All together, some of this sociological received wisdom is correct, some is not, and the majority is partly-right and partly-wrong. Hlenderia, in the second decade of the 21st century, contains nearly 26 million people, with a wide range of motivations and beliefs, regardless of what some say their tribe or faction “should” believe. Indeed, some – such as the subject of our story, President Indari – could be accused of believing in nothing.
Prologue II: The Kwari Way of Life
Marsilamat Indari was born in the mid-1970s in north-central Hlenderia, in Kwari land, though near the border of traditionally Mūni territory. Ethnic borders at this time, and in this part of the country, had become more or less set. Most land in this region of the country was owned by the families that lived on them, and Indari grew up on his family’s homestead just outside the mid-sized town of Isherrith, a mill town that processed lumber and made paper. Isherrith, population 3400, is located in a part of the country rich in pine and fir, and is far enough north that the temperate forests were thick and the land fertile – as opposed to the alkaline soil in the taiga further south.
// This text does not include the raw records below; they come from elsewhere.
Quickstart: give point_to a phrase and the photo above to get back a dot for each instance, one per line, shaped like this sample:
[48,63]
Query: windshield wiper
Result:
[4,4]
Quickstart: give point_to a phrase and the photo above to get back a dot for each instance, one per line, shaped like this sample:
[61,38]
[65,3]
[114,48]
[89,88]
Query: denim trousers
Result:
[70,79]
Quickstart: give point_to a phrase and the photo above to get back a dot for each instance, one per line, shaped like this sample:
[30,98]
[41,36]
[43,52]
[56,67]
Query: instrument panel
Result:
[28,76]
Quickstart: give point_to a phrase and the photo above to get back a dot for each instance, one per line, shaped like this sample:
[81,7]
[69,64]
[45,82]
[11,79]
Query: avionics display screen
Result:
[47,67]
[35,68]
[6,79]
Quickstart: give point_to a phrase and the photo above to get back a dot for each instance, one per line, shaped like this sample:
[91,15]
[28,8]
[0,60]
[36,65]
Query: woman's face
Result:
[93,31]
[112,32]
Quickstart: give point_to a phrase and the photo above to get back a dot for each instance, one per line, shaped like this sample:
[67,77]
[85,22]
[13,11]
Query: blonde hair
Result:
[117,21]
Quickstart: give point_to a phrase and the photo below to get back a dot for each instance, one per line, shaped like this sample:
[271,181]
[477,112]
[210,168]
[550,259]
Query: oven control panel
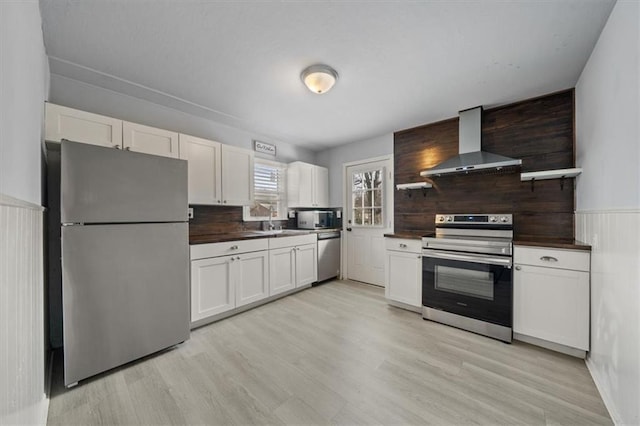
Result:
[475,219]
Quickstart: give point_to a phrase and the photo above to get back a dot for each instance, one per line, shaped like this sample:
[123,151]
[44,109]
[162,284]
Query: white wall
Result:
[334,158]
[80,95]
[24,77]
[608,207]
[23,86]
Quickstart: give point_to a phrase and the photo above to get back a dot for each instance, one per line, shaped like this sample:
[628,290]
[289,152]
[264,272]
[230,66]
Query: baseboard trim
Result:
[606,398]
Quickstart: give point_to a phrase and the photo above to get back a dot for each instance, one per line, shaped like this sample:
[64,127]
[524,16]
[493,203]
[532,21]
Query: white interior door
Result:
[369,215]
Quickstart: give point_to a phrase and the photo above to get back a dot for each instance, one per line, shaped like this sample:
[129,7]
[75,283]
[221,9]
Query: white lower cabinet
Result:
[403,272]
[282,270]
[212,287]
[252,279]
[229,275]
[551,298]
[293,263]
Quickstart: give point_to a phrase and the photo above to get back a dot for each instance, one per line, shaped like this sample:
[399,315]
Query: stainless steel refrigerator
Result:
[125,256]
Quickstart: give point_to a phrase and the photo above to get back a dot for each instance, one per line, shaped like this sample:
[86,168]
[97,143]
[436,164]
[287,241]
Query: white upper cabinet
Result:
[80,126]
[237,176]
[307,185]
[150,140]
[205,169]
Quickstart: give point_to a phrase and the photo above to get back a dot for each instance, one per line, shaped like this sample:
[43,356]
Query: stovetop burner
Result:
[472,233]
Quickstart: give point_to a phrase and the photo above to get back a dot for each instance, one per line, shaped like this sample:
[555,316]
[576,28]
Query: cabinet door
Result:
[552,304]
[150,140]
[205,174]
[237,176]
[252,283]
[300,185]
[321,186]
[282,270]
[306,264]
[212,289]
[81,126]
[404,278]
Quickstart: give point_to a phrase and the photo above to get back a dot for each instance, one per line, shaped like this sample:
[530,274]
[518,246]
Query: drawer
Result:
[203,251]
[402,244]
[576,260]
[280,242]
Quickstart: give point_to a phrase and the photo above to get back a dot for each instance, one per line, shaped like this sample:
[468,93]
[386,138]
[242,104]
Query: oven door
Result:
[471,285]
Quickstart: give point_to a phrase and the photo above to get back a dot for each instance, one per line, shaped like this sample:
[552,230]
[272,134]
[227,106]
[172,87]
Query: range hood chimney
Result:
[470,157]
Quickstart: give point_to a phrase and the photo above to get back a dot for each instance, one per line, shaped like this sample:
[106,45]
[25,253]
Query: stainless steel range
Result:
[467,279]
Despite this, Isherrith is the center of a community that is largely rural. One main road connected the town to the Kwari cities along the north coast, and in the winter it could snow over for five to seven days until equipment made its way down. Therefore, the Kwari here live a life that was more traditional and self-sufficient than their urbanized kin. They often govern themselves, with occasional visits from provincial authorities. In the center of Isherrith, like most Kwari communities, is a large building that serves as town hall, ballroom, indoor farmers market, and whatever other need arose for it. A Hlenderian temple, known as a “chapel” regardless of its size or opulence, is located on the outskirts of the settlement and contains a large crematorium and cemetery, each essential for the ancestor-venerating local traditions.
Among the Kwari, political office-seeking is seen as a way to enrich oneself and their family. It is considered a job or a career, rather than a public service as the western Vrotri or foreign elements might view it. In Isherrith, the Traditionalist Kwarim party has a monopoly on power, and to become “involved in politics” is synonymous with joining this party. In this area of Hlenderia, what in other nations would be called nepotism and corruption were so endemic to the political order as to be entirely unremarkable to the governed, except for a general grumbling about the cost of doing business. It is at this time, and in this place, that the future President of the Grand Council of Hlenderia would grow up and enter politics.